The GUTINDEX Listings of EBooks
Updated at least monthly. These plain text files provide the basic information about each eBook, and are good for searching from your own system (for example, use control-F in a Web browser or word processor). Note that these files are not recommended for automation (that is, to use as input to generate a computerized database). Instead, use one of the catalog files mentioned below.
- GUTINDEX.ALL
- GUTINDEX.zip (same as above zipped)
GUTINDEX Listings by Year
If GUTINDEX.ALL is too big for you or you prefer separate annual lists, you can download GUTINDEX files by year.
- GUTINDEX.2020
- GUTINDEX.2019
- GUTINDEX.2018
- GUTINDEX.2017
- GUTINDEX.2016
- GUTINDEX.2015
- GUTINDEX.2014
- GUTINDEX.2013
- GUTINDEX.2012
- GUTINDEX.2011
- GUTINDEX.2010
- GUTINDEX.2009
- GUTINDEX.2008
- GUTINDEX.2007
- GUTINDEX.2006
- GUTINDEX.2005
- GUTINDEX.2004
- GUTINDEX.2003
- GUTINDEX.2002
- GUTINDEX.2001
- GUTINDEX.2000
- GUTINDEX.1999
- GUTINDEX.1998
- GUTINDEX.1997
- GUTINDEX.1996 (and earlier)
Directory/Folder Listings
You can navigate the directory/folder contents starting at /dirs, however this is not very user-friendly.
The Project Gutenberg Catalog Metadata in Machine-Readable Format
XML/RDF
All Project Gutenberg metadata are available digitally in the XML/RDF format. This is updated daily (other than the legacy format mentioned below). Please use one of these files as input to a database or other tools you may be developing, instead of crawling or roboting the website.
Note that the exact same metadata is available as a per-eBook .rdf file. These are found in the cache/epub (i.e., cache/generated) directory, accessible by mirroring or by the directory/folder listings above. The large XML/RDF file is simply a concatenation of all the per-eBook metadata.
MARC Records (MAchine Readable Cataloging)

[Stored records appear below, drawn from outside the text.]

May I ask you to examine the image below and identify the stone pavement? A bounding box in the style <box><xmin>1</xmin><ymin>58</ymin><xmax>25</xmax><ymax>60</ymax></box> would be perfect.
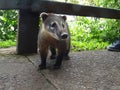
<box><xmin>0</xmin><ymin>47</ymin><xmax>120</xmax><ymax>90</ymax></box>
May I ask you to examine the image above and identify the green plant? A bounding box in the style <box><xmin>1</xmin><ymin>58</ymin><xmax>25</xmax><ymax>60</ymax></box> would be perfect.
<box><xmin>0</xmin><ymin>10</ymin><xmax>18</xmax><ymax>41</ymax></box>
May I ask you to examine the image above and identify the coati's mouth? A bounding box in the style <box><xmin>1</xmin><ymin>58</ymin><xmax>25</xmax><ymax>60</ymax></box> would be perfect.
<box><xmin>51</xmin><ymin>32</ymin><xmax>68</xmax><ymax>40</ymax></box>
<box><xmin>61</xmin><ymin>32</ymin><xmax>68</xmax><ymax>40</ymax></box>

MARC is a common metadata format utilized by library card catalog databases. Steve Thomas of the University of Adelaide provided a Perl script to generate MARC records from the XML/RDF catalog files. Find it here: pgrdf2marc.pl. You will need to rename it, and make any necessary changes to run on your own system. This is unsupported software, provided without warranty or guarantee.
These instructions were provided to Project Gutenberg, and are listed here in the hopes they may be useful.
- Download the XML/RDF file (i.e., /cache/epub/feeds/rdf-files.tar.zip.
- Unzip, untar
- Run your modified copy of the Adelaide script above, pgrdf2marc.pl, against the untarred/unzipped RDF files to generate MARC records (there may be a few RDF records that do not convert, perhaps as many as 100)
A Local, Browsable Copy on your own Computer or Mobile Device
Kiwix is an application that lets you download a large collection and use it locally. A copy of the Project Gutenberg content was made available in November 2018, and may be updated periodically.